Personal information
- Born: 25 April 1989 (age 37) Lac-Etchemin, Quebec, Canada
- Height: 1.77 m (5 ft 10 in)

Skiing career
- Sport: Alpine skiing
- Club: Mont Orignal
- Retired: 2023
- Disciplines: Super-G, downhill, combined, giant slalom
- World Cup debut: 13 December 2008 (age 19)

Olympics
- Teams: 3 - (2010, 2014, 2022)
- Medals: 0

World Championships
- Teams: 8 - (2009–2023)
- Medals: 0

World Cup
- Seasons: 15 - (2009–2023)
- Wins: 2 - (2 SC)
- Podiums: 5 - (2 SL, 2 SC, 1 SG)
- Overall titles: 0 - (13th in 2014)
- Discipline titles: 1 - (SC, 2014)^{[A]}

= Marie-Michèle Gagnon =

Canadian alpine skier (born 1989)

Marie-Michèle Gagnon (born 25 April 1989) is a Canadian former alpine ski racer.

==Career==
Gagnon joined the Canadian national team at the age of eighteen, although a leg fracture halted her progress at the start of her rookie season. She made her World Cup debut in December 2008 and has represented Canada at two Winter Olympics and six World Championships.

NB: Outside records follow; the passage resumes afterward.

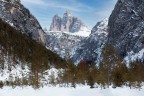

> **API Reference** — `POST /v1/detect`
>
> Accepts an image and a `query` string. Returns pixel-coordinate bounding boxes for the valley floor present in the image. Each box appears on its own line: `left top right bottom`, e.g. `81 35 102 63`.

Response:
0 86 144 96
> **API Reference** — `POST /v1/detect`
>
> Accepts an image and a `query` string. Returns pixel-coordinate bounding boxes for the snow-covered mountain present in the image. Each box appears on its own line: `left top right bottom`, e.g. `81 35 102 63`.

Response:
73 19 108 63
49 11 90 36
0 0 45 44
46 32 85 58
46 11 90 58
108 0 144 61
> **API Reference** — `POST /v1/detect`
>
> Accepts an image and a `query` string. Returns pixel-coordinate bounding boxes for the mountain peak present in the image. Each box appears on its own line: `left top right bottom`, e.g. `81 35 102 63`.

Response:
50 11 90 33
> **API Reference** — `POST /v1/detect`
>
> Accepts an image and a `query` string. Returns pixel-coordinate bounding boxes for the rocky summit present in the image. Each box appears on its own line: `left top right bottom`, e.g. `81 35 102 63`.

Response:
108 0 144 61
50 11 89 33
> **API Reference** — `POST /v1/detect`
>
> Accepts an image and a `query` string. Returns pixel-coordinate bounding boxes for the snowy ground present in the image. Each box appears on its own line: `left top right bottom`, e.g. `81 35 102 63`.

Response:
0 86 144 96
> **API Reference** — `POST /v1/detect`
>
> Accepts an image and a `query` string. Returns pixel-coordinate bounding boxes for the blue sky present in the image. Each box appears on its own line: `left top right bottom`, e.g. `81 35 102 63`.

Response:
21 0 117 29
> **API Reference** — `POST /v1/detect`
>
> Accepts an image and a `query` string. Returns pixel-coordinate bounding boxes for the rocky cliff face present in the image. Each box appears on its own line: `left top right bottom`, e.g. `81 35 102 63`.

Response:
50 11 89 33
73 19 108 64
0 0 45 44
46 32 85 58
108 0 144 60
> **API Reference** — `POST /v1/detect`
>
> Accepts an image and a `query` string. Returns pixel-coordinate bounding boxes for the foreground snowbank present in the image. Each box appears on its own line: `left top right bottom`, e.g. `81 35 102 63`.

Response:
0 86 144 96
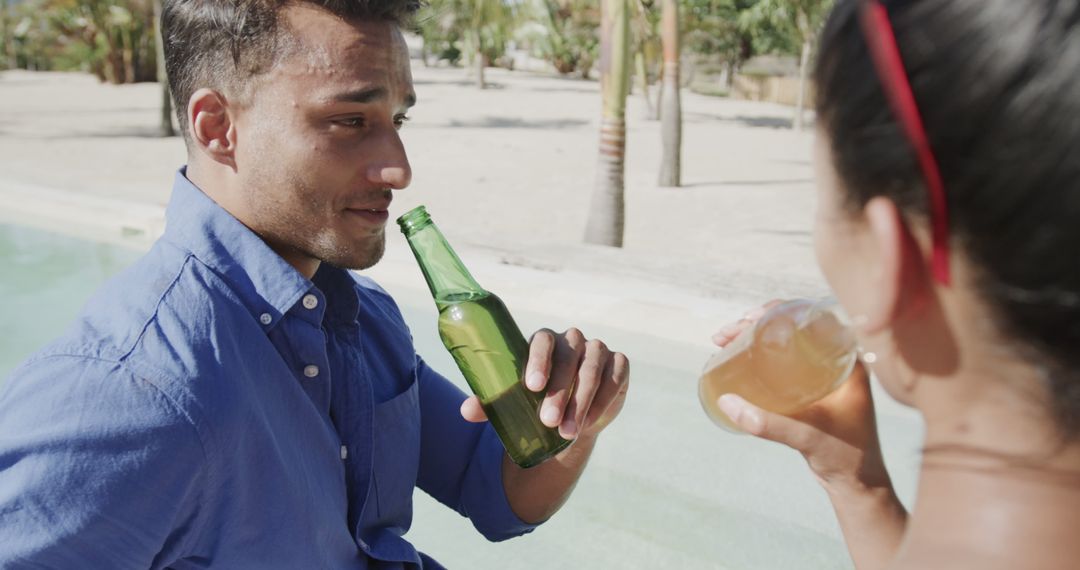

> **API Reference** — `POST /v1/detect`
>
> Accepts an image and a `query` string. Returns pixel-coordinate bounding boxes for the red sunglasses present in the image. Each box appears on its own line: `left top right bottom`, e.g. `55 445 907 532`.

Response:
860 0 950 285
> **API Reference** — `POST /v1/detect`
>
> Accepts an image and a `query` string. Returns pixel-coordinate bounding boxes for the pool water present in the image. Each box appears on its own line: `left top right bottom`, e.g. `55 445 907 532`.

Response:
0 225 921 570
0 223 140 382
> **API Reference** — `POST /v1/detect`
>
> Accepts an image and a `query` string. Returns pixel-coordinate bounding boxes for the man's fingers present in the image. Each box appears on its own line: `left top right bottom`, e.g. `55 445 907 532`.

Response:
558 340 611 439
540 328 585 428
718 394 822 453
580 352 630 431
525 328 555 392
461 396 487 423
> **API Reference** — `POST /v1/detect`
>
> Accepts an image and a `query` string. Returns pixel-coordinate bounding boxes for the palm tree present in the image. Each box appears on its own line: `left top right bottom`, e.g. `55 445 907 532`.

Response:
660 0 683 188
633 0 660 121
0 0 18 69
453 0 513 89
585 0 630 247
746 0 833 131
153 0 176 137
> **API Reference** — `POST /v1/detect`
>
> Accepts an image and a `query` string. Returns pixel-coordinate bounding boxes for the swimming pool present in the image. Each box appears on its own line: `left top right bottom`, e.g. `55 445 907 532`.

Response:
0 225 921 570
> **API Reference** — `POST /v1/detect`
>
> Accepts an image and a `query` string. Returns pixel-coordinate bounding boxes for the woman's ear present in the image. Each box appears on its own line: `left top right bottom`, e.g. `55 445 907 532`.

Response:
862 196 932 334
188 89 237 169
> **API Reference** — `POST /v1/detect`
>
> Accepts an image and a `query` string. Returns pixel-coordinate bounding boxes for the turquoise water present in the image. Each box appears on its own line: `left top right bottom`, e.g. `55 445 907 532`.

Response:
0 225 139 383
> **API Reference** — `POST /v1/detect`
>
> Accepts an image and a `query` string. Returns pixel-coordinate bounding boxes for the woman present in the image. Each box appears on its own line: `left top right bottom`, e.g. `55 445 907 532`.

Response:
716 0 1080 569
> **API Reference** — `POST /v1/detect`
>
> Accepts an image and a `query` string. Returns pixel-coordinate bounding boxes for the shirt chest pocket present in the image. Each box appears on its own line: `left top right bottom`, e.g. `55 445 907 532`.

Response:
364 372 420 535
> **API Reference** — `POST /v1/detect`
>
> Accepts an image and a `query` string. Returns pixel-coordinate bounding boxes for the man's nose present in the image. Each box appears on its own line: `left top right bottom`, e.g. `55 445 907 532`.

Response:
367 132 413 190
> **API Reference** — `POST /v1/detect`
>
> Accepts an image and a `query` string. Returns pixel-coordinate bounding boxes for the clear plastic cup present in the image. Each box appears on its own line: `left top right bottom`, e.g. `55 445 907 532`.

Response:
698 299 859 432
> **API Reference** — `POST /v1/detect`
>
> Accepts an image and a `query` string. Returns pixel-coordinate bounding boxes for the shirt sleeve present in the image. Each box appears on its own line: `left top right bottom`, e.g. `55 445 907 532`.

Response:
417 357 536 541
0 356 206 570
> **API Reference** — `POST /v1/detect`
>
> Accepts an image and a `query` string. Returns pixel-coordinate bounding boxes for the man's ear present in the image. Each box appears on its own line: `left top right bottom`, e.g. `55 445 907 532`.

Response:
188 87 237 171
862 196 932 334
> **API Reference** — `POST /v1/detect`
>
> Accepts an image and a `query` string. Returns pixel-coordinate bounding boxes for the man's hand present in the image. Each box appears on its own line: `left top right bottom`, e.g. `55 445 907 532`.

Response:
461 328 630 439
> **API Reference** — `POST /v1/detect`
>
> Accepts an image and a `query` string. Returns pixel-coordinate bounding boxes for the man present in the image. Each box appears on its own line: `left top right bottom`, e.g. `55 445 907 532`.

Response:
0 0 629 569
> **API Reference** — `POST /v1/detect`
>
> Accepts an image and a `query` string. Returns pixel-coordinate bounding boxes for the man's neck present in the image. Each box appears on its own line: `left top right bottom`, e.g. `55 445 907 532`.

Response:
186 158 321 280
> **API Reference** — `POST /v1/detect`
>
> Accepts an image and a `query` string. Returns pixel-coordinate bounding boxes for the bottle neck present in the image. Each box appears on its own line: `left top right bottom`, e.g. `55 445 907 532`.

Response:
397 206 487 303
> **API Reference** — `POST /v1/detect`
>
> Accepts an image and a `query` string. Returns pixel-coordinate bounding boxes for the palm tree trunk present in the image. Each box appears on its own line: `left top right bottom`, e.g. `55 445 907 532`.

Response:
153 0 176 137
473 29 487 89
0 0 9 69
634 50 659 121
795 38 813 131
793 10 814 131
659 0 683 188
585 0 630 247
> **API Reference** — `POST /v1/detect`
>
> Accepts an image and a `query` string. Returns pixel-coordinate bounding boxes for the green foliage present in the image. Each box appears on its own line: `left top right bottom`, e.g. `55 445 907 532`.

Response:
2 0 157 83
740 0 834 48
417 0 517 65
537 0 600 78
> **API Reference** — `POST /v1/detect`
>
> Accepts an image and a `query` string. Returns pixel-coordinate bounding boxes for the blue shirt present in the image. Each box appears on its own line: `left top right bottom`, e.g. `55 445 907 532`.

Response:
0 171 532 570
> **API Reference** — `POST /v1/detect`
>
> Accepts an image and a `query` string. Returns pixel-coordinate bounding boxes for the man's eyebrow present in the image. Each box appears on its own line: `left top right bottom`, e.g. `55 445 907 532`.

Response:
334 87 416 107
334 87 387 103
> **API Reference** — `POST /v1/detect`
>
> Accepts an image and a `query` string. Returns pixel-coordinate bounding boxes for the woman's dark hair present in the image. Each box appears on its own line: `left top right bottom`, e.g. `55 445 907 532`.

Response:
814 0 1080 437
161 0 421 137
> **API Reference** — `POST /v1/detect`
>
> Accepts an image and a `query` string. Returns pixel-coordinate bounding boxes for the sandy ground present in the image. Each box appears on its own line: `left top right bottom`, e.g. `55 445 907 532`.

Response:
0 60 820 298
0 63 918 569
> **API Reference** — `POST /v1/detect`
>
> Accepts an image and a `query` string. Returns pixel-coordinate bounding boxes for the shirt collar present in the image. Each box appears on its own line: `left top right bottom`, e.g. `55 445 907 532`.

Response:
164 166 314 326
312 261 360 325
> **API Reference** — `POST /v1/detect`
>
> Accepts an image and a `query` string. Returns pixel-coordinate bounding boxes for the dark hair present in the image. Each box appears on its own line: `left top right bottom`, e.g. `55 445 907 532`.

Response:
161 0 421 137
814 0 1080 437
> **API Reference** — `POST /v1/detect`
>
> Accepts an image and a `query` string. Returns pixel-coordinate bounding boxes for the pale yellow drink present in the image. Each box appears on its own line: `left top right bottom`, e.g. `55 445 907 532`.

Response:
698 299 858 431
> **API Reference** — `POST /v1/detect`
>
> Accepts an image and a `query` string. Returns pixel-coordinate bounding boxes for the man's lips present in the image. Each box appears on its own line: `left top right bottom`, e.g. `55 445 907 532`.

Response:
345 207 390 223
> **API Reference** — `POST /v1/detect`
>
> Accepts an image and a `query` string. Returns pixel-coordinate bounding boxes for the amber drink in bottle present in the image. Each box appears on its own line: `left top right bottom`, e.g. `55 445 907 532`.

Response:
397 206 570 467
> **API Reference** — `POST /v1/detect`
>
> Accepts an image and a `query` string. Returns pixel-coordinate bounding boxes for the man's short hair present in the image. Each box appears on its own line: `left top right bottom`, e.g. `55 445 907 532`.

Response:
161 0 421 138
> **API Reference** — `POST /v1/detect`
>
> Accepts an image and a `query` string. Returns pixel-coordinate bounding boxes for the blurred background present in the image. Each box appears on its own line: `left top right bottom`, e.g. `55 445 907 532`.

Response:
0 0 921 569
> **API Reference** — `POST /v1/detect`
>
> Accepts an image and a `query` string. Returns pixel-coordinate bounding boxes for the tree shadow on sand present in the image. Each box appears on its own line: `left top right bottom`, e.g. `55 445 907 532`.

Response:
446 117 589 128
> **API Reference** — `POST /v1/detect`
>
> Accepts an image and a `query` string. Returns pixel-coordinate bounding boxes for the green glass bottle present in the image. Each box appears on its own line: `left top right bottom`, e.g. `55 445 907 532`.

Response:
397 206 570 467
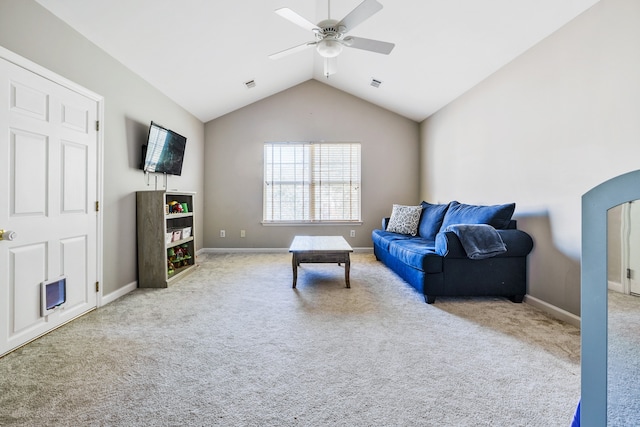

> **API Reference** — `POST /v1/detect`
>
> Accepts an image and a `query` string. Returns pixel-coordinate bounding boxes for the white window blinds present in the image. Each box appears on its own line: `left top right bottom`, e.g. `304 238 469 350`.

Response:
263 142 361 223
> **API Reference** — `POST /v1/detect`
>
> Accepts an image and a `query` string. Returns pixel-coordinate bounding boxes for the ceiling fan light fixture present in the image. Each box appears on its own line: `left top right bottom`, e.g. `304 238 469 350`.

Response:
316 39 342 58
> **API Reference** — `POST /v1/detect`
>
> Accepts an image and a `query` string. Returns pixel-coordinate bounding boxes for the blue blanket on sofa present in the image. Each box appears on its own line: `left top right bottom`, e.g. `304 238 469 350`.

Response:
446 224 507 259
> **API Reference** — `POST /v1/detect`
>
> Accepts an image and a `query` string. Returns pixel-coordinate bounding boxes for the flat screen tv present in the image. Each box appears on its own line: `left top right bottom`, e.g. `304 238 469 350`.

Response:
142 122 187 175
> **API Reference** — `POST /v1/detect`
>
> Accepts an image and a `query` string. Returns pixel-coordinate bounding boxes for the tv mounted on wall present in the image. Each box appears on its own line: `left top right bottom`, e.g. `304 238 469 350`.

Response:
141 122 187 175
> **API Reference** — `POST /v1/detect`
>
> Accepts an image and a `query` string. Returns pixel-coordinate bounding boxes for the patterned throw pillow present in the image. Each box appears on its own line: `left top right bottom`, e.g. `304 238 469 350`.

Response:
387 205 422 236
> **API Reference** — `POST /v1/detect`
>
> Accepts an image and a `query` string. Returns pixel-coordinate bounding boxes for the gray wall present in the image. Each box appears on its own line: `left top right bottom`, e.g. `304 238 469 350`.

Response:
204 80 420 248
420 0 640 314
0 0 204 295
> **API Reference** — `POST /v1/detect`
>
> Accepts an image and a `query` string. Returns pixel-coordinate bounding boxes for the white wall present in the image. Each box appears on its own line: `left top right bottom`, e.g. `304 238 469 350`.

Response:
0 0 204 295
204 80 420 248
421 0 640 314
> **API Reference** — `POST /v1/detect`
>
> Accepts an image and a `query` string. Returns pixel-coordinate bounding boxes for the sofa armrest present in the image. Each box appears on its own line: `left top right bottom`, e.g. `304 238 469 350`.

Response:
382 217 391 230
436 229 533 258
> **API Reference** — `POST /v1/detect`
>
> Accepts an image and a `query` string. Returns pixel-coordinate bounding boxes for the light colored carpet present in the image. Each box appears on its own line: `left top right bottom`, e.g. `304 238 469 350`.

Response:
0 253 580 427
607 291 640 427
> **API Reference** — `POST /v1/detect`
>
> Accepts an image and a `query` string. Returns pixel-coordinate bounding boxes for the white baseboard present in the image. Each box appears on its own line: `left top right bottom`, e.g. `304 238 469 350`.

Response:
524 295 580 328
98 282 138 307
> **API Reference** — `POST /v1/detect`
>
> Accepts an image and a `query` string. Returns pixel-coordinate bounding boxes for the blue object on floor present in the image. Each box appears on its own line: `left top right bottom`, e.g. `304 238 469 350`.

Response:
571 401 580 427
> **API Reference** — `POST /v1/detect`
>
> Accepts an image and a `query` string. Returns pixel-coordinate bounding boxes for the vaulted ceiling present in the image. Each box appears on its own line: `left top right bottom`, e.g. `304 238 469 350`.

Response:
36 0 598 122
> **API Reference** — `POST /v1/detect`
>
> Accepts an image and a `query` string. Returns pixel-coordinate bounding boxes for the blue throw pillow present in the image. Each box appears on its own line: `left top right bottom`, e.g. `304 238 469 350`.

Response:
418 202 449 240
440 201 516 231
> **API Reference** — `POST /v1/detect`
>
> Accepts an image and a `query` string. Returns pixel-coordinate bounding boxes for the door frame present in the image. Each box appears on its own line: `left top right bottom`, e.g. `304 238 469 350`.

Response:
0 46 104 307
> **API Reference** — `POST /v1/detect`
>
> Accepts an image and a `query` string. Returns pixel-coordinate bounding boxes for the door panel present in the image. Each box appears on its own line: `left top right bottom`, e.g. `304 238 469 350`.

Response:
629 200 640 295
0 59 98 355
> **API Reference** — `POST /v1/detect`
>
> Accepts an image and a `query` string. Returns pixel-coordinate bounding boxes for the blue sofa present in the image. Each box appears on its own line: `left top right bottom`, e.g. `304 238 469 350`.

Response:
372 201 533 304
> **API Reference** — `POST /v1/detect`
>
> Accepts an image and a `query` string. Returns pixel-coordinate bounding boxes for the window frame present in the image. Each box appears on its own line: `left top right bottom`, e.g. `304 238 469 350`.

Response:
262 141 362 226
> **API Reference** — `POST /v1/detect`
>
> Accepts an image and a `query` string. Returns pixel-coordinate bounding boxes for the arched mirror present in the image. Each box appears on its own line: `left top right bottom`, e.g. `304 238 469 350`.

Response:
607 200 640 426
581 171 640 426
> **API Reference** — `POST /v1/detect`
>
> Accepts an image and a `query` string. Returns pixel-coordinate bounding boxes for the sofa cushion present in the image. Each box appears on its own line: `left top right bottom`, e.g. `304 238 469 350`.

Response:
389 237 442 273
440 201 516 231
387 205 422 236
418 202 449 240
371 229 416 251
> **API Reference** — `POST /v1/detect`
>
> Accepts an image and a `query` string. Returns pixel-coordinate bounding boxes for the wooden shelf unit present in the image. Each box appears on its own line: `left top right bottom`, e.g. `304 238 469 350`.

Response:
136 190 197 288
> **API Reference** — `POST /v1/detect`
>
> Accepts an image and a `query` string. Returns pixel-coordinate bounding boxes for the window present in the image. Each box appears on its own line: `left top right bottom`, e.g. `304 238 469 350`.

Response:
263 142 361 223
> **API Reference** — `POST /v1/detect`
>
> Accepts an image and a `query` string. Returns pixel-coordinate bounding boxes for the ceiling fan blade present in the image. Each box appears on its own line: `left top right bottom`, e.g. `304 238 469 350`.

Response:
276 7 320 31
324 56 338 77
343 37 396 55
337 0 382 31
269 42 316 59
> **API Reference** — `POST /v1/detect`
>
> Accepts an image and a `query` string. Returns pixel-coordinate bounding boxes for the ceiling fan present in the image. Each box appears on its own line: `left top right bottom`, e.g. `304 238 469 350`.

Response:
269 0 395 77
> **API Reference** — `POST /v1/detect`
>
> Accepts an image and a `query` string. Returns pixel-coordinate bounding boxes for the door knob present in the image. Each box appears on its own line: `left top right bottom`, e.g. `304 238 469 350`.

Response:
0 230 18 240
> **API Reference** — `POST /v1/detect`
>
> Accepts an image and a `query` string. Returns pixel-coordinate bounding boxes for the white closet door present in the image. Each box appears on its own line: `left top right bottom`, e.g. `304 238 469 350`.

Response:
0 58 98 355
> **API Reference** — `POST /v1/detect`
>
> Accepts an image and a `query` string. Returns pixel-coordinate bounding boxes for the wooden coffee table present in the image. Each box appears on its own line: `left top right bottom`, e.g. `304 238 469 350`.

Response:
289 236 353 288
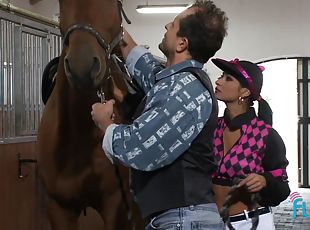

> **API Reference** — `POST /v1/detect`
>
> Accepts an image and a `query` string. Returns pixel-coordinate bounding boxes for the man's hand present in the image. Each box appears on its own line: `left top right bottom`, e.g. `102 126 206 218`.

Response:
91 100 115 132
238 173 267 193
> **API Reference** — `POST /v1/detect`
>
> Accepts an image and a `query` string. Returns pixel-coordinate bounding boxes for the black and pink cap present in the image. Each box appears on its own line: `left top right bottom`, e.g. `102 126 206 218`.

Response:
212 58 265 101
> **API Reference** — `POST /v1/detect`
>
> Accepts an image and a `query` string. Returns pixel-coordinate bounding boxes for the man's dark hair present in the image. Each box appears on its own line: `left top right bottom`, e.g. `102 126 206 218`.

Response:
177 0 228 63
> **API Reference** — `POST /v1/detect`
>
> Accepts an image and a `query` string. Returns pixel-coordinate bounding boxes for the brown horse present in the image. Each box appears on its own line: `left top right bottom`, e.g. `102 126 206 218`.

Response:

Gagnon's first World Cup podium came in March 2012, a third-place in a slalom at Åre, Sweden. Her first victory was in January 2014, a combined event at Altenmarkt, Austria. which was the first podium for a Canadian in a World Cup combined event in thirty years. The previous day she scored her first World Cup points in downhill at the same venue. That season she also took her first top ten World Cup finishes in super-G, finishing tenth and sixth in races in Lake Louise and St. Moritz respectively. At the Winter Olympics, Gagnon crashed out of the slalom run of the combined, dislocating her shoulder, before failing to finish the super-G and giant slalom, and securing a ninth place in the slalom. She finished thirteenth in the overall World Cup standings and sixth in slalom.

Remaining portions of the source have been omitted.